• Application Note

Rapid, Reliable Metabolite Ratio Evaluation for MIST Assessments in Drug Discovery and Preclinical Studies

Rapid, Reliable Metabolite Ratio Evaluation for MIST Assessments in Drug Discovery and Preclinical Studies

  • Jonathan P. Danaceau
  • Erin E. Chambers
  • Kenneth J. Fountain
  • Waters Corporation

Abstract

To comply with U.S. FDA guidelines regarding the safety of drug metabolites in human plasma (Metabolites in Safety Testing, or MIST guidelines), there is a need to rapidly evaluate and accurately quantify multiple, diverse drug candidates and metabolites in a discovery or preclinical setting. Methodologies that are generic, fast, and robust are featured in this application note using Ostro 96-well plates and XBridge BEH XP 2.5 µm columns for accurate metabolite ratio determination.

Benefits

  • Removal of plasma phospholipids
  • Rapid analysis times
  • Low system back pressure
  • Quantitative accuracy

Introduction

The U.S. Food and Drug Administration (FDA) recommends, in their Metabolites in Safety Testing (MIST) guidelines, that the safety of drug metabolites be evaluated if they are present in human plasma at concentrations greater that 10% of the parent drug (or API) at steady state.1 For this reason, it is important to be able to accurately quantify drug metabolites during the discovery stage and preclinical assessments of candidate drugs. In addition, the need to rapidly evaluate multiple, diverse drug candidates and metabolites in a discovery or preclinical setting requires methodologies that are generic, fast, and robust. This application note highlights the use of Ostro Pass-through 96-well Plates and XBridge BEH eXtended Performance (XP), 2.5 µm columns for accurate metabolite ratio determination. Ten pairs of drugs and metabolites were accurately analyzed within a 2.5-minute analysis time, with almost no phospholipid buildup, and column back pressures of less than 3500 psi, allowing the flexibility to use XP columns on any HPLC, UHPLC, or UPLC system.

Experimental

LC conditions

LC system:

ACQUITY UPLC

Vials:

96-well plate with deactivated 700-μL glass inserts

Column:

XBridge BEH C18 XP 2.1 x 50 mm, 2.5 μm

Column temp.:

30 °C

Sample temp.:

10 °C

Injection volume:

5 μL

Flow rate:

500 μL/min

Mobile phase A:

Milli-Q water with 0.1% formic acid

Mobile phase B:

Acetonitrile with 0.1% formic acid

The initial gradient conditions were 95:5, A:B. The percentage of mobile phase B (MPB) was increased to 98% over 1.5 min, and held for 0.5 min. The percentage of MPB was then reduced back to initial conditions (5%) over 0.1 min, and held at that proportion for the remaining 0.4 min of the gradient. The entire cycle time was 2.5 min.

MS conditions

MS system:

Xevo TQ-S

Ionization mode:

ESI positive

Acquisition range:

Optimized by component

Capillary voltage:

1.0 kV

Collision energy:

Optimized by component, see Table 1

Cone voltage:

Optimized by component

Data Management:

Chromatography: MassLynx Software

Quantification: TargetLynx Software

Optimization: IntelliStart Software

Sample description

Plasma samples were prepared using Ostro Pass-through Plate (p/n 186005518). 100 μL of sample was added to the plate, followed by 300 μL of acetonitrile (ACN) containing 1% formic acid (FA). The plasma/ACN mixture was aspirated four times, and eluted into a 96-well plate containing 700-μL glass inserts. Five μL of the resulting solution was injected onto the analytical system. For samples prepared by protein precipitation (PPT) only, 300 μL of ACN containing 1% formic acid was added to 100 μL of plasma. Samples were vortexed for 30 seconds, and spun in a microcentrifuge at 16,000 rcf for 5 min. The supernatant was then transferred to the same collection plate as the Ostro prepared samples.

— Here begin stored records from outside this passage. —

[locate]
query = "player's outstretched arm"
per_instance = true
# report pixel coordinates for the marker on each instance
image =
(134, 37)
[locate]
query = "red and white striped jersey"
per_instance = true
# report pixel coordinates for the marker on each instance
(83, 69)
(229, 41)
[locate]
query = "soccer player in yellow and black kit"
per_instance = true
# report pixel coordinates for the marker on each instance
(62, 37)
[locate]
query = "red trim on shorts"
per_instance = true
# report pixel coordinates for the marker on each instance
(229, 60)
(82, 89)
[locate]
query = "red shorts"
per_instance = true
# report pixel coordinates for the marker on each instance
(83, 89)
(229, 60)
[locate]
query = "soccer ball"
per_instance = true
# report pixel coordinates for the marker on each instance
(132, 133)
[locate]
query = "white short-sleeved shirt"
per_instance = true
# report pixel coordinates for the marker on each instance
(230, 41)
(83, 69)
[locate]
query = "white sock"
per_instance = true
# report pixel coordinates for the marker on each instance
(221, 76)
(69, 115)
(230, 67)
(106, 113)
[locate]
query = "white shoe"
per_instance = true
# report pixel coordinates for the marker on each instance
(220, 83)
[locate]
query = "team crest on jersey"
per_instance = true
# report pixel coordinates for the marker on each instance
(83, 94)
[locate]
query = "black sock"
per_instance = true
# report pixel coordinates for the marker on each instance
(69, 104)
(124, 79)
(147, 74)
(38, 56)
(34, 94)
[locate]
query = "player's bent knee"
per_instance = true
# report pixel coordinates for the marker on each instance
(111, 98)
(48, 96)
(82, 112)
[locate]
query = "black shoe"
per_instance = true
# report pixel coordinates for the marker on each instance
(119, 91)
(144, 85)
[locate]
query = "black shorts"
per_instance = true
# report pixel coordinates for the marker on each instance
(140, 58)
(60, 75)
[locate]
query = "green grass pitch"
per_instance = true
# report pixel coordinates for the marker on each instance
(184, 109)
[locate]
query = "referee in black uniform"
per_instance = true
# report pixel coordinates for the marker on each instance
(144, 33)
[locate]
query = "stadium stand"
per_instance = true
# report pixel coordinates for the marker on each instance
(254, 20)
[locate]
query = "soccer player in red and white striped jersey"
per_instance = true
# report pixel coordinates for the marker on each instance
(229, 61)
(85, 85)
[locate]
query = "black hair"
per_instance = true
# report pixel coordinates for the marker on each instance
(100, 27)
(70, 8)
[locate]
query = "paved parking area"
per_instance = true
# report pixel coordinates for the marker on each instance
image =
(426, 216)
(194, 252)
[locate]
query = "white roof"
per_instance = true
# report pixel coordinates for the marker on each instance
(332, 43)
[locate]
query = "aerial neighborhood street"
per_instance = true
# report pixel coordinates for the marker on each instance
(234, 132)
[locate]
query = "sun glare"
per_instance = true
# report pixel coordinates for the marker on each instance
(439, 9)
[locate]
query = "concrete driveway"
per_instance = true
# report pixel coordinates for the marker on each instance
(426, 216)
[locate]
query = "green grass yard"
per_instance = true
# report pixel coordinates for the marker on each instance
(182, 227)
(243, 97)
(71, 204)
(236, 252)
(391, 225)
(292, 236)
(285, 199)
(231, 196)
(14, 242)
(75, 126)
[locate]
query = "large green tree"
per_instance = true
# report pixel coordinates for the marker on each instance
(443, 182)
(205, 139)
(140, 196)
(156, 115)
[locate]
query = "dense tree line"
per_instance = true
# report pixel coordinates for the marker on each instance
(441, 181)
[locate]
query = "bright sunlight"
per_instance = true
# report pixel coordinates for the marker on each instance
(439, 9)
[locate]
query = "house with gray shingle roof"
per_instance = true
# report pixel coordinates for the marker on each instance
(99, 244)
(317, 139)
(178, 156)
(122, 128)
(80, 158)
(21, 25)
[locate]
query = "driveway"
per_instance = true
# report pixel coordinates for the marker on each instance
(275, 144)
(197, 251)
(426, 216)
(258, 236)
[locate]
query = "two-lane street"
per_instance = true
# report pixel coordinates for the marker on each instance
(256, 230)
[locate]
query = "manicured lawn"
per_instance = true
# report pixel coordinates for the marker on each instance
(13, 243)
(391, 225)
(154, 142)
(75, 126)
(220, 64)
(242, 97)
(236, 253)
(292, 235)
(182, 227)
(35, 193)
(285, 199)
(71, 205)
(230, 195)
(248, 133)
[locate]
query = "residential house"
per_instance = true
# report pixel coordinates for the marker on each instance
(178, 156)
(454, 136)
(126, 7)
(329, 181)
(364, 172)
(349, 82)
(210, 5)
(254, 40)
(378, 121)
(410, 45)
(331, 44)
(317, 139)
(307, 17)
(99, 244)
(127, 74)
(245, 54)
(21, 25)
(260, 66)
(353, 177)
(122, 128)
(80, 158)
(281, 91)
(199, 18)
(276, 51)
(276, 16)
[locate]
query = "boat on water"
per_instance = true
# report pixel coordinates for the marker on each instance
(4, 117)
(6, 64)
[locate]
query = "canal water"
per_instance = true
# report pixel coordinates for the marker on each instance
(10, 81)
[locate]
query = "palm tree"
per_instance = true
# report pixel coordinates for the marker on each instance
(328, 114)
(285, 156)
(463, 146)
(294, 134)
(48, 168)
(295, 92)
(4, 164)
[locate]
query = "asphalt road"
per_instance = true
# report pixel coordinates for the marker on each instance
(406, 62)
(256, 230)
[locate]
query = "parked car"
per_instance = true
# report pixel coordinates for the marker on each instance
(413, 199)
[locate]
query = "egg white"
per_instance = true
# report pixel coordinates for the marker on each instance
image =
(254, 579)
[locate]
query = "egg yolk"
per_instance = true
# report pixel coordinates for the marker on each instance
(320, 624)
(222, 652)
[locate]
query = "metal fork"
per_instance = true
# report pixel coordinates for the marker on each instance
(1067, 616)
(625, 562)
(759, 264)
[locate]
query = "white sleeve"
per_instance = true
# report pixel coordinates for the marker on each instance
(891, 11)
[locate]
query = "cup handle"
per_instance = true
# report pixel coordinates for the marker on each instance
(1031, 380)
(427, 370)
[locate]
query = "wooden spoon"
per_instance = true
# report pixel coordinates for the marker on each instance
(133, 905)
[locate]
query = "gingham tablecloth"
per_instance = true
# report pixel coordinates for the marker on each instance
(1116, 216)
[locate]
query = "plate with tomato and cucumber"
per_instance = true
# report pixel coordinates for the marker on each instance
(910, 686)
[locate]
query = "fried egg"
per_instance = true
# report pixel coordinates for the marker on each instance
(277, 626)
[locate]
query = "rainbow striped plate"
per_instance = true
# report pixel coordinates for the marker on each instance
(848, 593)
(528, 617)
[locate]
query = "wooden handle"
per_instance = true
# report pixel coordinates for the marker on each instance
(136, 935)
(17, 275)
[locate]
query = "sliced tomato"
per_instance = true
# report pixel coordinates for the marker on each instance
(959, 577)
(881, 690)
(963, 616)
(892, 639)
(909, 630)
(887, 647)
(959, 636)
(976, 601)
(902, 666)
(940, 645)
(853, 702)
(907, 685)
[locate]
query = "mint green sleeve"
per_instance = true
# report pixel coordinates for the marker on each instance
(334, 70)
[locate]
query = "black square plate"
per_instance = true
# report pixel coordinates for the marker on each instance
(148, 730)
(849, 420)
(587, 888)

Stock and working solutions were prepared in methanol. Plasma samples containing parent drugs and metabolites were prepared by adding 20 μL each of working solutions of parent drugs and metabolites to 1 mL of plasma. All parent drugs were spiked at a concentration of 20 ng/mL, with the exception of testosterone, which was spiked at 100 ng/mL. Metabolites were spiked at 100%, 30%, 10%, and 0% of parent drug concentrations.

Results and Discussion

Chromatography

The compounds and metabolites used in this study, molecular formulae, the MRM transitions used for quantification, and their retention times are listed in Table 1. MS conditions and MRM transitions were optimized using IntelliStart Software. Representative chromatograms for the parent drugs and their metabolites are displayed in Figure 1. All peak widths (at 5% height) were under 2.5 seconds at base. System pressure was also monitored throughout the analytical run, and reached a maximum of 3300 psi. This combination of peak capacity and low system back pressure allows maximum flexibility in the choice of chromatographic systems.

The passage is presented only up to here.